To its credit, the Coalition has attempted to address this issue at the bottom end of the pay scale by increasing the personal allowance, taking low earners out of income tax. Yet to help pay for this massive, £10 billion tax “giveaway”, or at least claw some of it back from higher earners, it has supercharged fiscal drag for the 40p and 45p rates. On two occasions since he became Chancellor, George Osborne has actually lowered the starting threshold for the 40p rate.
Nor is there any let-up in prospect. Present plans limit increases in the threshold to just 1 per cent a year – half the expected rate of inflation. The starting rate for the 40p tax band is just £42,011. This is well above median earnings, but to depict such people as “well off”, as often occurs in political discourse, is insultingly exaggerated.
In any case, according to Stuart Adam of the Institute for Fiscal Studies, Coalition policies have resulted in some 1.1 million more workers being drawn into the 40p tax net than would have occurred under Labour plans. A Tory-led government has pulled off the remarkable feat of punishing its own natural economic constituency in order to reward Labour’s.
Along the way, tax policy has created some truly bizarre, Alice in Wonderland-like distortions. Those earning between £100,000 and £120,000 find themselves paying an astonishing 62 per cent marginal rate on the difference.

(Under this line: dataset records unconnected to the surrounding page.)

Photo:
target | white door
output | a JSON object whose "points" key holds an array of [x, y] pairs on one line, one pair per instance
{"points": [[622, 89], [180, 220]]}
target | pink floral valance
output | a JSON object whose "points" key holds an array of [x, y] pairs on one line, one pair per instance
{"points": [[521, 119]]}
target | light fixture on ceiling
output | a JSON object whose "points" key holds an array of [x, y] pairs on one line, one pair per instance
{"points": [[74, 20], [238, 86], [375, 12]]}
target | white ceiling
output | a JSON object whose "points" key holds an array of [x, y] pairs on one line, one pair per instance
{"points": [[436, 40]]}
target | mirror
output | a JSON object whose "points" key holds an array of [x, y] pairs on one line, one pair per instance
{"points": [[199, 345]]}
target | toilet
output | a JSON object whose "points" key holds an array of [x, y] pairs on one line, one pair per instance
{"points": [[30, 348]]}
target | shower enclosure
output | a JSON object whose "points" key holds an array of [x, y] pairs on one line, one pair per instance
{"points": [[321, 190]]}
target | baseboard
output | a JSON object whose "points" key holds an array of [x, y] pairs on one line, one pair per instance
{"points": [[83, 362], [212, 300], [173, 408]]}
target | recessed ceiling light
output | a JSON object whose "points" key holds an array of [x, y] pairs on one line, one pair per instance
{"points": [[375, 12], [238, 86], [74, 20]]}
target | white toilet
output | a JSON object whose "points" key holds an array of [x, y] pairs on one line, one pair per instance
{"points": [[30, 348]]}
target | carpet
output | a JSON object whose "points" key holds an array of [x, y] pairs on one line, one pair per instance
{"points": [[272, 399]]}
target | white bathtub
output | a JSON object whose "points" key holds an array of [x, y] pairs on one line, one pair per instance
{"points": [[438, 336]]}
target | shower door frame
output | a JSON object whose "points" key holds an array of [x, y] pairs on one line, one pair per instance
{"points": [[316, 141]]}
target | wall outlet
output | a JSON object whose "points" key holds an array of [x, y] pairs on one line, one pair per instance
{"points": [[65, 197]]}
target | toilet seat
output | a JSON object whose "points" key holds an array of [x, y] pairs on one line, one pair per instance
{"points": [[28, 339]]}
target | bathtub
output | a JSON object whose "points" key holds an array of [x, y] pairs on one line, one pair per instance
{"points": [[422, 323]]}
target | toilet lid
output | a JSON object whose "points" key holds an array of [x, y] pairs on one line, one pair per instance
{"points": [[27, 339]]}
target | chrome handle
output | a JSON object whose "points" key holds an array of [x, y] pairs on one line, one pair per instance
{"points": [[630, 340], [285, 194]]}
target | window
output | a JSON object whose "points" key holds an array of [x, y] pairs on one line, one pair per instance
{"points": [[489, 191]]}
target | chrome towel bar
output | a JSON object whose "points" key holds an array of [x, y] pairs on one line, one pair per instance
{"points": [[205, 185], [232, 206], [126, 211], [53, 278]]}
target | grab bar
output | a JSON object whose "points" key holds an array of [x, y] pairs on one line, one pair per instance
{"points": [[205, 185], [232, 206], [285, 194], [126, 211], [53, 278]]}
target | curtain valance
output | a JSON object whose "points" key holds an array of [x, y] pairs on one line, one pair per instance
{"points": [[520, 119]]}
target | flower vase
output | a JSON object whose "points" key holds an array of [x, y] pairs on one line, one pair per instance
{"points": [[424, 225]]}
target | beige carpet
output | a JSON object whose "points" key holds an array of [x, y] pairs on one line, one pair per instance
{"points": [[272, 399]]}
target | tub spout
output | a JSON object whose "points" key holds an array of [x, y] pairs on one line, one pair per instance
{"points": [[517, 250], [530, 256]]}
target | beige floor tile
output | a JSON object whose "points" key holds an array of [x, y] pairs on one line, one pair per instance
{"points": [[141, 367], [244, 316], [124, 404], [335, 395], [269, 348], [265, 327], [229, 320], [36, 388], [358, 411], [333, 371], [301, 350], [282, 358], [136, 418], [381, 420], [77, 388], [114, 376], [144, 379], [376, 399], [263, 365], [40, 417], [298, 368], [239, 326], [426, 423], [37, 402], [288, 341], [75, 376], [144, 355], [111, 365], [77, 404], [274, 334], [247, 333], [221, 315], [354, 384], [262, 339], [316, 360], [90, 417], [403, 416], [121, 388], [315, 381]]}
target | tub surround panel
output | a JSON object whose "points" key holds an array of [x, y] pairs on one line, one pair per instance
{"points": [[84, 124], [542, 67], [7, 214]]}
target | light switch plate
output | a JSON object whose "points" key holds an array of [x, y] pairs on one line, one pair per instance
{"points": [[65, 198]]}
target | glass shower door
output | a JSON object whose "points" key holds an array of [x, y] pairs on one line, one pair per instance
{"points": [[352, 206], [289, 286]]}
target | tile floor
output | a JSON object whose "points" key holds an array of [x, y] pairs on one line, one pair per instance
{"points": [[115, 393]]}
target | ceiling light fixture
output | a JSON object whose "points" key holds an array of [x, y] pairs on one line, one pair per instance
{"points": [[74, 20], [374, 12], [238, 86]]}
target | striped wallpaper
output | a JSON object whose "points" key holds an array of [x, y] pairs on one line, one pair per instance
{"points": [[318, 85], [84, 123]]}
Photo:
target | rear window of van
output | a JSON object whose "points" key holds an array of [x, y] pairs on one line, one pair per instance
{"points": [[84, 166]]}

Ken Clarke, a former chancellor, said he gave up on tax reform after realising that whatever he did, there would be winners and losers; punishment from the losers was immediate, but unfortunately you never got any credit from the winners either. To my mind, this is too defeatist, even if it contains a large element of political truth.
It is also the case that while much of the debate focuses on thresholds and marginal rates, in the end, it is the average of what you pay that matters, and on this measure, middle income earners have not fared as badly relative to the low paid as is sometimes said.
There is no chance in the Budget of abolition of the 40p tax rate, or indeed in any conceivable future Budget. But the Chancellor would be doing both the economy and his electoral prospects a great service if he were to set out some clear long-term objectives for a flatter, more equitable tax system that provides decent incentives for work, enterprise and saving.
There isn’t much point in paying down the deficit if it poleaxes the economy in the process.